Personally I think nothing really stands up to spray for building both servers, rest apis, http clients, and whatever else you want. What I love about spray is that they built with akka in mind. It may have been a really early project when I first started using it, but the architecture made sense. Those guys knew what they were doing in terms of exploiting the benefits of using an actor model and not having any blocking operations.

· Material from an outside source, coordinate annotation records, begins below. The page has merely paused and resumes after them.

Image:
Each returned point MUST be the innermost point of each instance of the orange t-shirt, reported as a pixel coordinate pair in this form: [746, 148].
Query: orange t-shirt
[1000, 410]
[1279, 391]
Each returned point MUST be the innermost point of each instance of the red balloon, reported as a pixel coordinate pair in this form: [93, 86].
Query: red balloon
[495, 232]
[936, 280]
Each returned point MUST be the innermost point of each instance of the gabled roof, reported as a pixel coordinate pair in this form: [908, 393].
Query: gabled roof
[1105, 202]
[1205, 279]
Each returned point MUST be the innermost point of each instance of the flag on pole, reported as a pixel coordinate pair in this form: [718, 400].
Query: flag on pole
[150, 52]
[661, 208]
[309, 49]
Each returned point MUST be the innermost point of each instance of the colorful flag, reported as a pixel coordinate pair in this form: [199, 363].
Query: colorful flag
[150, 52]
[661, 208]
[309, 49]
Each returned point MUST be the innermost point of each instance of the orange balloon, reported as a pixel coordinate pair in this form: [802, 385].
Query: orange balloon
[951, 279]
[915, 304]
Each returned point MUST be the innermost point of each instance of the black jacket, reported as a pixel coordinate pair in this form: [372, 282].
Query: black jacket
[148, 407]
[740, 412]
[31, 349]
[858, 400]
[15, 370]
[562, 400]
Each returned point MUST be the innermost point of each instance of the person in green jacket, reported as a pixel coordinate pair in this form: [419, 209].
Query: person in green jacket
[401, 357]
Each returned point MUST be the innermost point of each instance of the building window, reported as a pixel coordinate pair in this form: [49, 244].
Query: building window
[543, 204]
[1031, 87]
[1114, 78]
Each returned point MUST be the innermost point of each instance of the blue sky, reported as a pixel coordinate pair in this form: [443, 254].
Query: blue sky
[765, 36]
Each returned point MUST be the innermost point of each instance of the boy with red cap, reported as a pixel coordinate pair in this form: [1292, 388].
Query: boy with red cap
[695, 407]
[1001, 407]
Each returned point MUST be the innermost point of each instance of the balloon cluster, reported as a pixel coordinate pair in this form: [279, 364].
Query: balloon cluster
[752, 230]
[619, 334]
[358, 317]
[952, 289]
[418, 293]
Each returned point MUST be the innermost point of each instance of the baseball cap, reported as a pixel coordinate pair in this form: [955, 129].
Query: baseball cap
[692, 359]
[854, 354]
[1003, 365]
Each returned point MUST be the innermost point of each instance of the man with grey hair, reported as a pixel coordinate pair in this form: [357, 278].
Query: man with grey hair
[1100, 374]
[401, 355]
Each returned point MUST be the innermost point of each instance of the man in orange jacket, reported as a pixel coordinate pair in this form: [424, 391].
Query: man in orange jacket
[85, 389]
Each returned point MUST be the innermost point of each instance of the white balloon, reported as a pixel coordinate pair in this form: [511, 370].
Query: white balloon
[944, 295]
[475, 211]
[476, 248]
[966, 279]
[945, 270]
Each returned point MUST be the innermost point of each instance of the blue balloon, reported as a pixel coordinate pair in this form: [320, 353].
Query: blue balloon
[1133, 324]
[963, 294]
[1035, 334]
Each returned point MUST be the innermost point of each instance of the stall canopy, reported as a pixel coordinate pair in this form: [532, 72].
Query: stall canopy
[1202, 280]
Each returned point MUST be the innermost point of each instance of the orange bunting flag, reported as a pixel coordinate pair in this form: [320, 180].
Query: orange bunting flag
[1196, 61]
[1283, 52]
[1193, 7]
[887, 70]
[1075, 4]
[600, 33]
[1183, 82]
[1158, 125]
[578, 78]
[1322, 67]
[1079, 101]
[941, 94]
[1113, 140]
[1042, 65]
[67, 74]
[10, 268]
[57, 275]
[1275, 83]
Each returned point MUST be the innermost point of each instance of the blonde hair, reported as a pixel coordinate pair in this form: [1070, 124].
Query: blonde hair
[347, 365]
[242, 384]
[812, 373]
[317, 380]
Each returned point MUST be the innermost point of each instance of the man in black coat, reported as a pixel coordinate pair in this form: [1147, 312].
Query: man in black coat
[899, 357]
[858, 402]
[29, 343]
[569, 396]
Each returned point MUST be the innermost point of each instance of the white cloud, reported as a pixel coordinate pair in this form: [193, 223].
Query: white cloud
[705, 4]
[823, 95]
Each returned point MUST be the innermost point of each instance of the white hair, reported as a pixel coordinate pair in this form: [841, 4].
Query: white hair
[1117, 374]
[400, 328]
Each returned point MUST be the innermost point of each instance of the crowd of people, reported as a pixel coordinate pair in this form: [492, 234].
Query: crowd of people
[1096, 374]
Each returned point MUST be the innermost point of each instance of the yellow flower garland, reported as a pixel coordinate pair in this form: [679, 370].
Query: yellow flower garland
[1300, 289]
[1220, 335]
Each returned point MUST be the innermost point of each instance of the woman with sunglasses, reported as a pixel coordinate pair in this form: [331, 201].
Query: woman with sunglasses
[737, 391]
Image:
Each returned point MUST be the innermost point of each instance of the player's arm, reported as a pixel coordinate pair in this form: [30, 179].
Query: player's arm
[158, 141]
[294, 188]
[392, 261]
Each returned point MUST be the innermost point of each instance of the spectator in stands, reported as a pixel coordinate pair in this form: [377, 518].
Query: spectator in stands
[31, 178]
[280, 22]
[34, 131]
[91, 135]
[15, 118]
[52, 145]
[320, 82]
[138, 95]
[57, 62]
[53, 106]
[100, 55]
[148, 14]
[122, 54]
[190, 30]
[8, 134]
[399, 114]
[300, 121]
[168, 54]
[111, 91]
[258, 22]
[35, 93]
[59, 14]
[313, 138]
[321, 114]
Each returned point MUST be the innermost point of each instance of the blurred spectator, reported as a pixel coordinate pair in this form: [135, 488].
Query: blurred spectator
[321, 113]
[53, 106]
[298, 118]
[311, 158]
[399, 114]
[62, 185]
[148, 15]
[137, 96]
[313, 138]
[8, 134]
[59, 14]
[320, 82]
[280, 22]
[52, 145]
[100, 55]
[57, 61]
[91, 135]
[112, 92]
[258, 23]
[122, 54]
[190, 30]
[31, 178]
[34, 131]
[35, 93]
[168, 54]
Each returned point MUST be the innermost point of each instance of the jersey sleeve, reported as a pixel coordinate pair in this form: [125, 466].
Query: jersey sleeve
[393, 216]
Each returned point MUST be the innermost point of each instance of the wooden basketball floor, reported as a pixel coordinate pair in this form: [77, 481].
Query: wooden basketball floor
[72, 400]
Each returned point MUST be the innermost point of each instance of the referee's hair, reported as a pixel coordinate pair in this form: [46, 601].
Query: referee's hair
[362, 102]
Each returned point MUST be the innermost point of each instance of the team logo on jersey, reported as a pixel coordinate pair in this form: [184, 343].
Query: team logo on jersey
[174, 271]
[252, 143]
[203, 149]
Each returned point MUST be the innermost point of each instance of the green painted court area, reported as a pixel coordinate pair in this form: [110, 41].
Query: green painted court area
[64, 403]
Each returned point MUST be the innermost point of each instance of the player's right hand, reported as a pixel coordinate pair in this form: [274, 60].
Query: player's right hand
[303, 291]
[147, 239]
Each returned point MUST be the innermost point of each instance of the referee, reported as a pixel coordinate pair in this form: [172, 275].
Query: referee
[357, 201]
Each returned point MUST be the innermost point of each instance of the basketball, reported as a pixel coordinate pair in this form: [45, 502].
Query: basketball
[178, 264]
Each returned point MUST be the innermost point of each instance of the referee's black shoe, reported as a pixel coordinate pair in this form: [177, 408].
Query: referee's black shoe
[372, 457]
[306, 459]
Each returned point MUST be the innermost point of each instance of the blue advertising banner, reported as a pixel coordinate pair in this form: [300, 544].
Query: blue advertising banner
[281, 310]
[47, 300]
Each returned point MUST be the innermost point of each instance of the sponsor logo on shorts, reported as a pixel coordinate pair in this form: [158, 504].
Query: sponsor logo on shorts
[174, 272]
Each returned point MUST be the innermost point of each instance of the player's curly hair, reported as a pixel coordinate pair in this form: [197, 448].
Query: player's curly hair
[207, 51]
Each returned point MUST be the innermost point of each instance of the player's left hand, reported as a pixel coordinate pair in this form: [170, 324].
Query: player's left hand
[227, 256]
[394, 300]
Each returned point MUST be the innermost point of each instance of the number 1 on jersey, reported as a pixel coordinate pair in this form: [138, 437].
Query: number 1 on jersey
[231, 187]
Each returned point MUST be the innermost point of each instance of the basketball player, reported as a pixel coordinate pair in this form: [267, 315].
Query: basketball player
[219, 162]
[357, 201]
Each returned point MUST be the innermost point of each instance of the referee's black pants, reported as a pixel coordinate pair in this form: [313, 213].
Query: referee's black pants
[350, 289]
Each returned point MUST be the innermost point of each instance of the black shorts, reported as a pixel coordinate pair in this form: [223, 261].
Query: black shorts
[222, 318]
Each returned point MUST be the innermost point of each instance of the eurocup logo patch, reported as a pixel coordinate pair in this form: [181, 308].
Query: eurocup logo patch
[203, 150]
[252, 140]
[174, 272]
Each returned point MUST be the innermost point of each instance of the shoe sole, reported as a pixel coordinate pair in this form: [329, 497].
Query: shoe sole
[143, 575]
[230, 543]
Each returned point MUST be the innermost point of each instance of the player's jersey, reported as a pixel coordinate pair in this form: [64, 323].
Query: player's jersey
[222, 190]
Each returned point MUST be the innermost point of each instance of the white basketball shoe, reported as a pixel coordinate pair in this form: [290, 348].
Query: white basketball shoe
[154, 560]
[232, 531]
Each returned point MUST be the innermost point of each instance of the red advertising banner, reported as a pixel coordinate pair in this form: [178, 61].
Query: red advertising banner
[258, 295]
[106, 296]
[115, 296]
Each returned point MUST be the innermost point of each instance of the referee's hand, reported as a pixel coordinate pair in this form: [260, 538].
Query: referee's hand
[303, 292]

While actors might take a bit getting used to, I do like them. They have made my systems very scalable and cheap to run because I don't need as beefy hardware as in the past. Plus, spray has that spray-routing DSL so making a rest api is relatively simple as long as you follow the rules ... don't block. That of course means don't go and pull in apache commons http client to make client requests from the api or actors because you will be going back to blocking models.
So far I am very happy with spray, typesafe, and akka. Their models just naturally lend themselves to building very resilient systems that come back up on their own if anything should happen and you take a fail-fast approach. The one beef that I have with spray (and it's not spray's fault) is the damn IDE support for the routing DSL. I absolutely despise Eclipse and have always been an IDEA user. When I started using the Scala plugin, everything seemed ok. Then my routing dsl naturally evolved into way bigger beasts. Something about the way IDEA parses that code makes it shit its pants anytime it encounters anything with spray-routing or shapeless. It's to the point where it's unusable (I type 2-3 letters and have to wait 5 minutes to regain control).
So, for any spray-routing or heavy shapeless code, I fire up emacs with ensime, ensime-sbt, and scala-mode2. Now if I could only get a Cassandra library with the quality of astyanax and built using a more non-blocking architecture.
Here you can find a great list of scala resources with a brief description of all the alternatives you listed.
From my own experience, I use Scalatra and it is tiny, simple and effective for things like uri mapping and calling web services.